Carte de la région Asmat, Nouvelle-Guinée. © CASOAR

        Pour comprendre l’objet dans sa totalité, il ne faut pas omettre le fait que celui-ci fut « utilisé » dans un contexte rituel, avant d’être admiré par vous au sein du musée. Ceci est d’autant plus vrai concernant le poteau bisj, qui n’est pas un objet réalisé pour être pérenne. Avant d’être collecté par les Européens, il était destiné à être rapporté dans la mangrove après la cérémonie et à y pourrir. Sa présence devant la maison des hommes1 évoquait au village Asmat ses défunts récents, et la nécessité de les venger par des chasses aux têtes. Ces assauts étaient menés dans les villages ennemis afin de préserver un équilibre dans la communauté.

           Mais pour comprendre tout ceci depuis notre musée, il faut dans un premier temps se pencher sur les conceptions du décès et du défunt chez les Asmat, ainsi que sur le cycle de vie dans lequel elles s’inscrivent. Intéressons-nous donc à quelques principes cosmogoniques.
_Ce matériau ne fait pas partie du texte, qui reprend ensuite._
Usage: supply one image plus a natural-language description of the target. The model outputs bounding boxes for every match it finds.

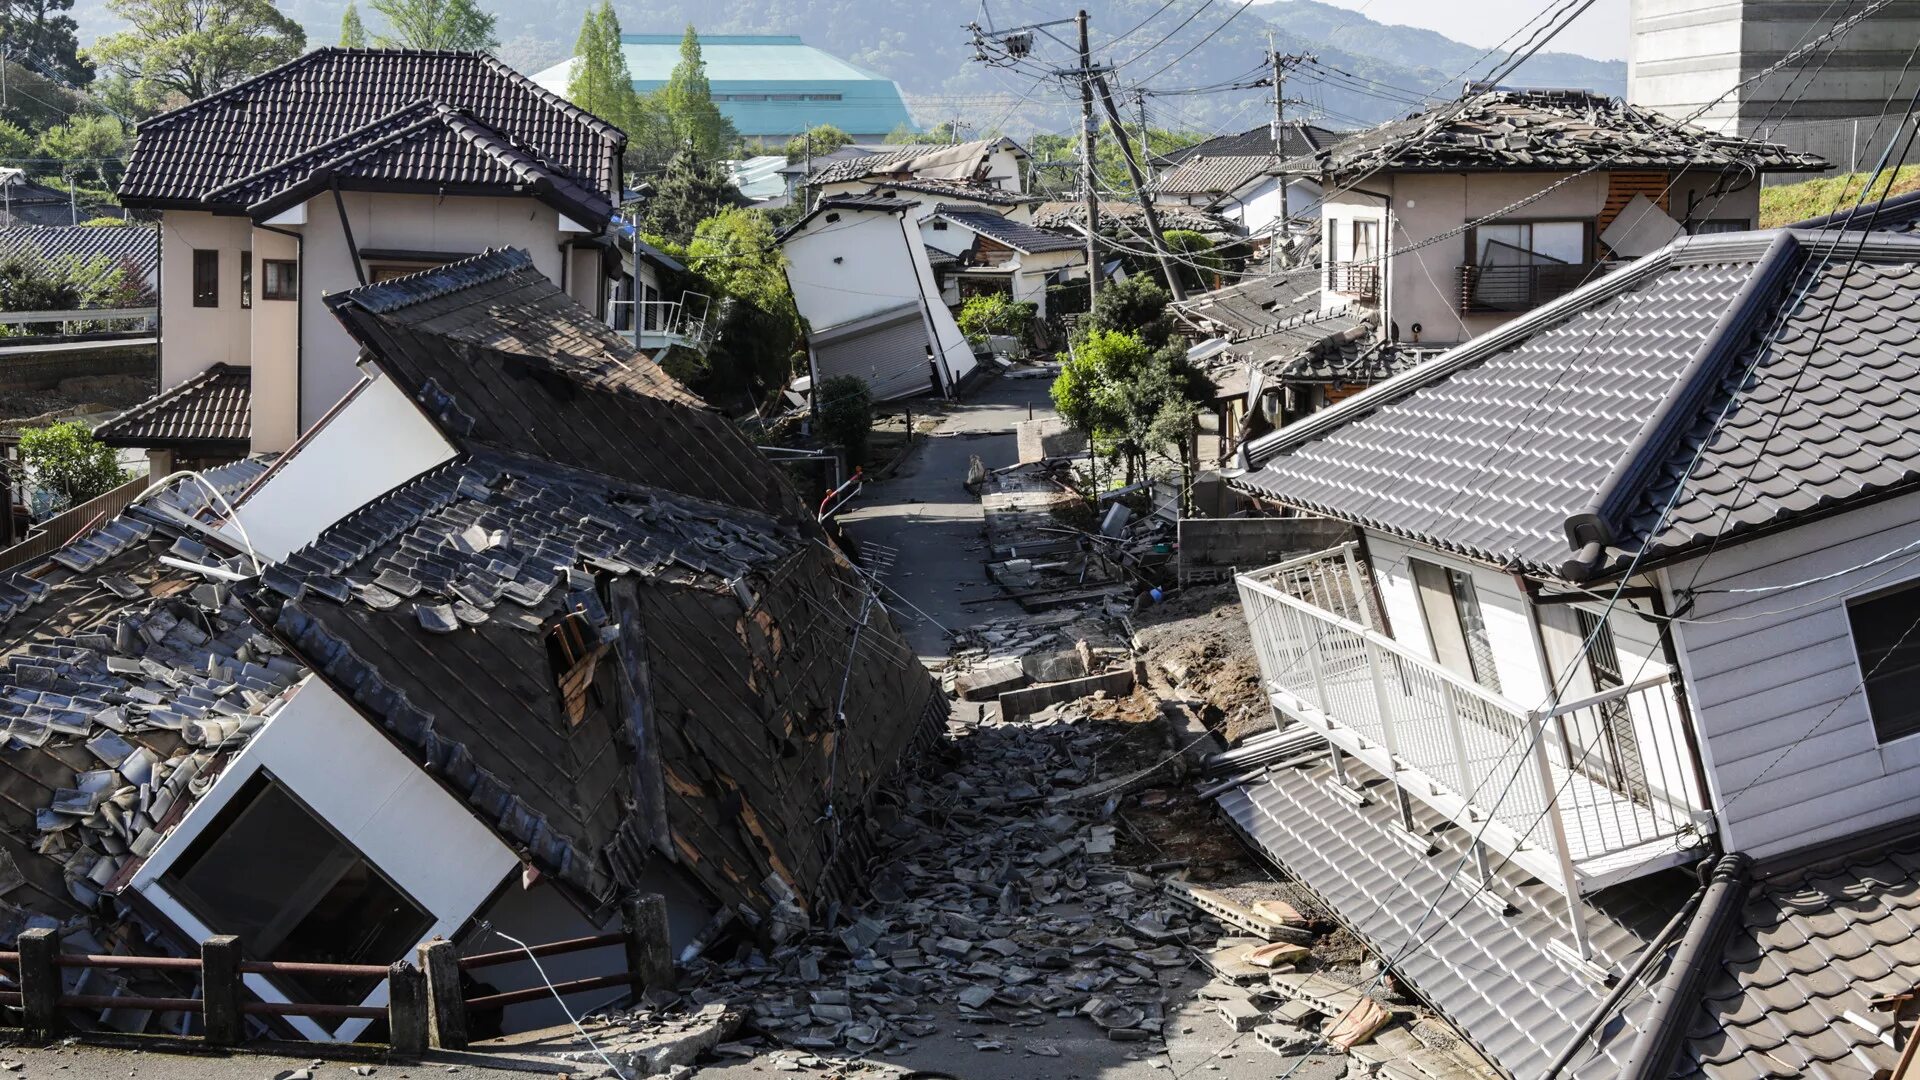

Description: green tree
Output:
[370,0,498,50]
[956,292,1036,344]
[36,114,128,186]
[686,208,790,319]
[641,147,738,244]
[1,0,92,85]
[88,0,304,104]
[1081,274,1174,349]
[339,0,368,46]
[17,421,127,512]
[661,26,734,159]
[784,124,851,164]
[567,1,639,132]
[1051,327,1205,485]
[1163,229,1223,292]
[818,374,874,465]
[0,120,32,161]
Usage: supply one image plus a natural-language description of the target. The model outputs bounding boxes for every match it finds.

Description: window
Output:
[1471,220,1587,266]
[1350,219,1379,264]
[1410,558,1503,692]
[261,259,299,300]
[240,252,252,309]
[1688,218,1751,235]
[161,773,433,1002]
[1849,579,1920,743]
[192,250,219,308]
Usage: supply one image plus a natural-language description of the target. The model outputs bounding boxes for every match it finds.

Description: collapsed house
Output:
[0,248,939,1041]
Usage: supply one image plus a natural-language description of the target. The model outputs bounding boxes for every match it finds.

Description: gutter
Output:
[1617,852,1752,1080]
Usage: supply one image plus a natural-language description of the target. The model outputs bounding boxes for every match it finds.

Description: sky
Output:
[1311,0,1633,61]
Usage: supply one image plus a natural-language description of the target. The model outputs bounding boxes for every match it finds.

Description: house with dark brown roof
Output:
[106,48,629,470]
[921,204,1087,320]
[1150,121,1346,244]
[1293,87,1825,349]
[1214,219,1920,1080]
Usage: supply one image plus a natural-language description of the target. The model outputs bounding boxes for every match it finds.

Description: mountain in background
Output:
[67,0,1625,136]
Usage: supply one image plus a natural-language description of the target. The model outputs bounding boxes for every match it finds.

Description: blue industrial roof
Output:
[530,34,916,140]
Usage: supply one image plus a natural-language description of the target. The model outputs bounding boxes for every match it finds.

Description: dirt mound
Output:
[1133,583,1268,744]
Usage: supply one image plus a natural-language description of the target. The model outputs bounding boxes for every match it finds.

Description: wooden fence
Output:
[0,474,149,572]
[0,894,671,1054]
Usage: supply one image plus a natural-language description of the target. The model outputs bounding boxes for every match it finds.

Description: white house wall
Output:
[157,212,254,386]
[225,372,456,562]
[131,676,519,1042]
[249,225,302,452]
[1665,488,1920,859]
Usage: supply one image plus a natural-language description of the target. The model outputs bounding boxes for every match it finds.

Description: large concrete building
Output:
[534,34,916,145]
[1629,0,1920,173]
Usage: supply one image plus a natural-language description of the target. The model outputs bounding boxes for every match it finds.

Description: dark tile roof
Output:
[0,461,295,925]
[206,101,613,226]
[1153,154,1280,198]
[1172,276,1325,338]
[1218,758,1695,1080]
[932,205,1083,254]
[1672,830,1920,1080]
[0,173,117,226]
[1790,188,1920,234]
[1032,200,1244,237]
[1281,339,1434,384]
[1158,121,1344,168]
[1294,89,1828,182]
[863,178,1036,206]
[119,48,623,210]
[0,225,158,281]
[95,364,251,450]
[323,248,800,521]
[1236,229,1920,581]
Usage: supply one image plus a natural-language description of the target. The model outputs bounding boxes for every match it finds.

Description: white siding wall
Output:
[1667,489,1920,858]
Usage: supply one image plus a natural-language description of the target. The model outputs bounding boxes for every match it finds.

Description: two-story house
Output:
[97,48,627,471]
[1215,212,1920,1079]
[1151,120,1344,244]
[1295,87,1824,348]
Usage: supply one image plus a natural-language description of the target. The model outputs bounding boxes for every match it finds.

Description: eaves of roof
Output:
[774,194,915,243]
[94,363,252,449]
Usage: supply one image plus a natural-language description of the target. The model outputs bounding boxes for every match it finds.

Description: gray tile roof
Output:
[1172,277,1325,339]
[0,225,157,283]
[95,364,251,450]
[1235,229,1920,582]
[1158,121,1344,168]
[1031,200,1244,237]
[862,178,1036,206]
[205,101,613,226]
[806,138,1019,185]
[1218,757,1694,1080]
[119,48,623,210]
[932,205,1082,254]
[1294,89,1827,183]
[1153,154,1280,198]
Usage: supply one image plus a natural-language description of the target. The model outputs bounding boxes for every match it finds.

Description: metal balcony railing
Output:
[1456,262,1623,314]
[609,291,713,351]
[1237,543,1707,957]
[1326,261,1379,300]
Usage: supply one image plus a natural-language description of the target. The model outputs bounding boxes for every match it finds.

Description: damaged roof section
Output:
[0,461,304,926]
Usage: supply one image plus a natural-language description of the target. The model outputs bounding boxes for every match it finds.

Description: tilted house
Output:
[1218,220,1920,1078]
[921,204,1087,320]
[100,48,628,468]
[0,248,939,1042]
[805,138,1031,203]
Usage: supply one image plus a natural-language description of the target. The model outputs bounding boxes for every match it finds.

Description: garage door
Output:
[812,305,935,402]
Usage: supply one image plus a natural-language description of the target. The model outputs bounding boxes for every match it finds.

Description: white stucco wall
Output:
[248,225,302,453]
[157,212,254,386]
[132,675,520,1042]
[785,208,921,332]
[226,372,456,562]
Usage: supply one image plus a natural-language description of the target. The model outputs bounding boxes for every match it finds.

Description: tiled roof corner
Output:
[94,364,251,449]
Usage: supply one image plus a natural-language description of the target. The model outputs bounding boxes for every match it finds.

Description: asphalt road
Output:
[838,373,1059,659]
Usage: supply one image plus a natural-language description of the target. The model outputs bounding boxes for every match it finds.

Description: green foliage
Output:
[818,374,874,464]
[1081,274,1173,349]
[661,26,735,159]
[1026,126,1207,198]
[956,292,1035,344]
[567,1,641,132]
[0,120,32,161]
[35,114,128,186]
[641,147,739,245]
[1,0,92,86]
[0,251,154,333]
[883,121,961,145]
[89,0,305,103]
[784,124,851,164]
[1163,229,1223,292]
[340,0,368,45]
[77,215,131,226]
[16,421,127,512]
[1051,327,1206,484]
[370,0,499,49]
[670,208,799,397]
[686,208,789,316]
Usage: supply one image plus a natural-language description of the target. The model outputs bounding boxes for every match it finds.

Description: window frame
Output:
[192,249,220,308]
[1846,575,1920,745]
[240,251,252,309]
[260,258,299,301]
[1409,556,1503,693]
[1464,217,1595,267]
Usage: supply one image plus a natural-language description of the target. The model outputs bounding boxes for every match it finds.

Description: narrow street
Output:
[838,374,1057,658]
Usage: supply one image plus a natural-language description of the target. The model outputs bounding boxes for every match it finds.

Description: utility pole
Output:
[1077,9,1099,308]
[1135,91,1158,189]
[1093,74,1185,300]
[1271,47,1315,256]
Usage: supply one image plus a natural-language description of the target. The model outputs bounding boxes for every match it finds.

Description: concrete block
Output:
[960,660,1029,701]
[998,666,1135,720]
[1218,996,1266,1032]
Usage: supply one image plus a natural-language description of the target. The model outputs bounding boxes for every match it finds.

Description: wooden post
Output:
[201,935,243,1046]
[623,893,674,990]
[417,939,467,1050]
[17,927,58,1041]
[387,960,428,1058]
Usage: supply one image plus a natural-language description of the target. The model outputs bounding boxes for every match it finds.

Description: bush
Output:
[956,293,1037,344]
[18,421,128,513]
[817,374,874,465]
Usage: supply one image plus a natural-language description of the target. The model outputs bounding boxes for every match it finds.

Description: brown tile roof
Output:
[1032,200,1244,236]
[119,48,623,210]
[94,364,250,450]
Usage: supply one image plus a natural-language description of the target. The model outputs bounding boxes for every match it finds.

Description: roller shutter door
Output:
[812,307,934,402]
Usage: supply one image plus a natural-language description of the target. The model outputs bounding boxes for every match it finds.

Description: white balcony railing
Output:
[609,291,712,352]
[1237,544,1708,955]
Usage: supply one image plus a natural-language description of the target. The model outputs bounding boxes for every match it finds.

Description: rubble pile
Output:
[1134,583,1270,744]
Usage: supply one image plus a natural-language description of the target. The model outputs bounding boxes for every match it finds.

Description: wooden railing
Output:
[0,894,672,1052]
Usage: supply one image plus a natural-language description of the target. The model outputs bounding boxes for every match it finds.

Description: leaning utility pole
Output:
[1077,9,1100,308]
[1093,74,1185,300]
[1271,47,1315,248]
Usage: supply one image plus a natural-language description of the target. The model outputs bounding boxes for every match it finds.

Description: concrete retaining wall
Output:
[1177,517,1356,584]
[1016,417,1087,463]
[0,342,156,392]
[998,664,1138,720]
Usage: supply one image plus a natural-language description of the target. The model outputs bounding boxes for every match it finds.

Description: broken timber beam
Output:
[624,893,675,989]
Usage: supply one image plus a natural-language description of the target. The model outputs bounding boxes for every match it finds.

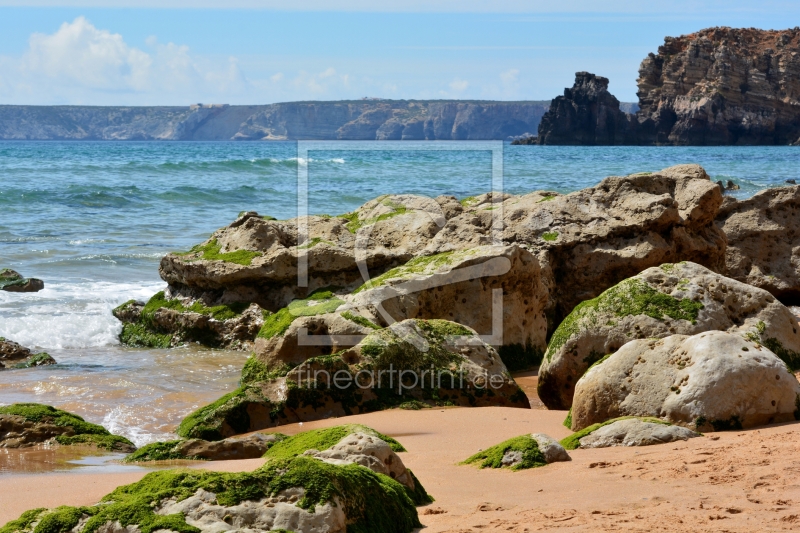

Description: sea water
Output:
[1,140,798,447]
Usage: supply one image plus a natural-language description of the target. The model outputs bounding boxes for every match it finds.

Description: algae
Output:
[461,435,546,471]
[559,416,670,450]
[179,238,262,266]
[341,311,381,330]
[256,288,345,340]
[264,424,406,461]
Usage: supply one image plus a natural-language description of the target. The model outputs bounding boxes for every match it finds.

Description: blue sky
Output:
[0,1,797,105]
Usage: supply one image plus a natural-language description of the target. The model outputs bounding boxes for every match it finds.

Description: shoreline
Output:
[4,406,800,531]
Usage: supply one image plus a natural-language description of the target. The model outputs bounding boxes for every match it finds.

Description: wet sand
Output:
[3,406,800,531]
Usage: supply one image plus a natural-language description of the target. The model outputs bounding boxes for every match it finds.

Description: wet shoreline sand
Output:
[3,405,800,531]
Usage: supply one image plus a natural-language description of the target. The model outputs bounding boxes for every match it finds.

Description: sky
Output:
[0,1,797,105]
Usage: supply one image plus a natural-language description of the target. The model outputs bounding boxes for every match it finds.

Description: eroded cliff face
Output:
[536,27,800,145]
[637,27,800,145]
[535,72,637,145]
[0,100,549,141]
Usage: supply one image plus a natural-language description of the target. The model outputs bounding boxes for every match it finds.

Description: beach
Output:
[3,404,800,532]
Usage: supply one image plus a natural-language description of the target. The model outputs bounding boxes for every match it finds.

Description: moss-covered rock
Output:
[563,417,700,449]
[1,455,424,533]
[178,319,529,440]
[113,292,263,349]
[0,403,135,452]
[559,416,673,450]
[0,338,57,370]
[125,432,286,463]
[538,261,800,410]
[462,435,547,471]
[0,268,44,293]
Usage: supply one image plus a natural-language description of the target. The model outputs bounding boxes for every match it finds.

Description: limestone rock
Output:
[346,244,549,370]
[113,294,265,349]
[530,433,571,463]
[538,261,800,409]
[0,269,44,293]
[427,164,725,324]
[306,432,415,489]
[174,433,282,461]
[577,418,700,448]
[0,338,56,369]
[0,404,135,452]
[178,319,529,439]
[536,72,637,145]
[636,27,800,145]
[716,185,800,301]
[571,331,800,432]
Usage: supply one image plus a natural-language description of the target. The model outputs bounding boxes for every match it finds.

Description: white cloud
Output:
[270,72,284,82]
[449,78,469,92]
[500,68,519,85]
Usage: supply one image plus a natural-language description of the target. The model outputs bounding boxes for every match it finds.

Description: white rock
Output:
[577,418,700,448]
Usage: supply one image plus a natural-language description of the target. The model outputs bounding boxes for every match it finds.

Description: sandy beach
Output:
[3,403,800,532]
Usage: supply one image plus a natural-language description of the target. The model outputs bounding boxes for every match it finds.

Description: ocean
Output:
[1,140,798,449]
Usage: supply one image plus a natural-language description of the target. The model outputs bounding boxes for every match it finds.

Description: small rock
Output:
[578,419,700,448]
[531,433,571,462]
[786,179,796,184]
[174,432,282,460]
[0,269,44,293]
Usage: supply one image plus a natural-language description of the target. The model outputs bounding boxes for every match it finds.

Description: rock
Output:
[174,433,281,461]
[530,433,571,463]
[113,293,264,349]
[346,244,549,371]
[0,269,44,293]
[462,432,570,471]
[570,331,800,432]
[538,261,800,409]
[535,72,637,145]
[577,418,700,448]
[0,338,57,369]
[427,163,726,324]
[0,403,135,452]
[178,319,529,440]
[2,452,426,533]
[305,432,416,490]
[716,185,800,302]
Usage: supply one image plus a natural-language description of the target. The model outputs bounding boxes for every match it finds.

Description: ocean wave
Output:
[0,280,164,349]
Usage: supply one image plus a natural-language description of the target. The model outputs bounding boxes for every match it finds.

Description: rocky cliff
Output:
[537,27,800,145]
[0,100,550,141]
[534,72,637,145]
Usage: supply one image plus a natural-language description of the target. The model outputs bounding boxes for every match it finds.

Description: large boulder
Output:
[346,244,549,370]
[716,185,800,302]
[0,403,135,452]
[178,319,529,440]
[0,269,44,293]
[0,338,56,369]
[426,164,726,324]
[571,331,800,432]
[1,455,426,533]
[538,261,800,409]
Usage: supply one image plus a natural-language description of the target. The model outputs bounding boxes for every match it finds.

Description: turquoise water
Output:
[0,140,798,448]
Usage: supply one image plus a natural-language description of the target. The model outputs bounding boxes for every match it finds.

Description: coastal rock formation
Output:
[0,338,56,369]
[538,261,800,410]
[306,432,416,490]
[462,433,570,471]
[535,72,636,145]
[0,403,135,452]
[637,27,800,145]
[536,28,800,145]
[125,432,284,462]
[716,185,800,302]
[570,331,800,432]
[1,452,428,533]
[576,418,700,448]
[0,269,43,293]
[113,293,264,349]
[177,319,528,440]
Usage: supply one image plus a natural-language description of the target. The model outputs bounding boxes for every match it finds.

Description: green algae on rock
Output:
[559,416,672,450]
[263,425,405,461]
[0,456,424,533]
[462,435,547,471]
[125,432,286,463]
[178,319,529,440]
[0,403,135,452]
[113,291,263,349]
[537,261,800,410]
[0,268,44,293]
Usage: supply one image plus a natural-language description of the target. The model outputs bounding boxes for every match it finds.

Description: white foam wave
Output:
[102,405,178,447]
[0,280,164,350]
[268,157,345,166]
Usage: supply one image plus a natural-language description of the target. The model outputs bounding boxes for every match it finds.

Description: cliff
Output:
[0,100,551,141]
[537,27,800,145]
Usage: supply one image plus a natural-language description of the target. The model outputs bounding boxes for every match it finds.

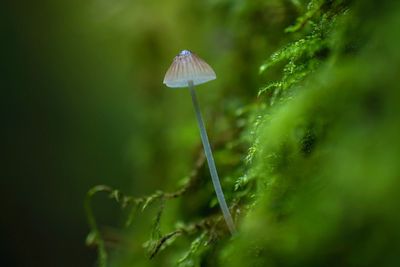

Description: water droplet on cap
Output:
[179,50,192,56]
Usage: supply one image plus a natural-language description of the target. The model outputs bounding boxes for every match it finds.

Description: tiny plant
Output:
[163,50,237,235]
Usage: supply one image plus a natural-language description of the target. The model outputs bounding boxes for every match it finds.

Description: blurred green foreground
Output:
[2,0,400,266]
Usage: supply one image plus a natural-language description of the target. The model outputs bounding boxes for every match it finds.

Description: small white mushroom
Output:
[164,50,236,235]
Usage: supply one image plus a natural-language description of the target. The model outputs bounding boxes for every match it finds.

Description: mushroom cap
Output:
[163,50,216,88]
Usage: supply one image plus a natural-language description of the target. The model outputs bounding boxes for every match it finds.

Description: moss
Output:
[221,1,400,266]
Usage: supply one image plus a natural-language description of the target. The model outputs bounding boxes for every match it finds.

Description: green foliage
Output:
[258,0,348,102]
[222,1,400,266]
[286,0,322,32]
[85,0,400,266]
[177,233,208,267]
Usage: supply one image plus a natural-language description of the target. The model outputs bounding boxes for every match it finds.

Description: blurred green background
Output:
[2,0,278,266]
[2,0,400,266]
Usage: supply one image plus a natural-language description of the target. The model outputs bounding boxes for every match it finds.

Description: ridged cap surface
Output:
[163,50,216,88]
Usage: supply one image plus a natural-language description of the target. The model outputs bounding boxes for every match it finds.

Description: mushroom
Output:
[163,50,236,235]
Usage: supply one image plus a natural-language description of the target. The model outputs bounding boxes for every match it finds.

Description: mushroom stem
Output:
[188,80,237,235]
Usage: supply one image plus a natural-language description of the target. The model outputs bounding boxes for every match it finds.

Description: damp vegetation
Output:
[85,1,400,266]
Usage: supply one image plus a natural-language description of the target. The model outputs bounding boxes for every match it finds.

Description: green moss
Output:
[222,1,400,266]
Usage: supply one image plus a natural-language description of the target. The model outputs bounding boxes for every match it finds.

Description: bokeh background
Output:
[2,1,278,266]
[2,0,400,266]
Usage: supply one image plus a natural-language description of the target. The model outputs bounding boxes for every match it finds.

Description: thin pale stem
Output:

Les défunts et la chasse aux têtes

          D’après les mythes, le Safan, le monde des ancêtres, se trouverait loin du monde des humains, quelque part vers l’est. C’est là que les âmes des défunts trouvent la paix. Cependant, entre le Safan et le monde des hommes se trouve un domaine intermédiaire où les âmes de membres du village récemment décédés errent et ne peuvent trouver le repos. Ces âmes errantes peuvent venir causer des ennuis aux vivants tant qu’elles ne seront pas passées dans le Safan, et donc troubler l’équilibre du groupe.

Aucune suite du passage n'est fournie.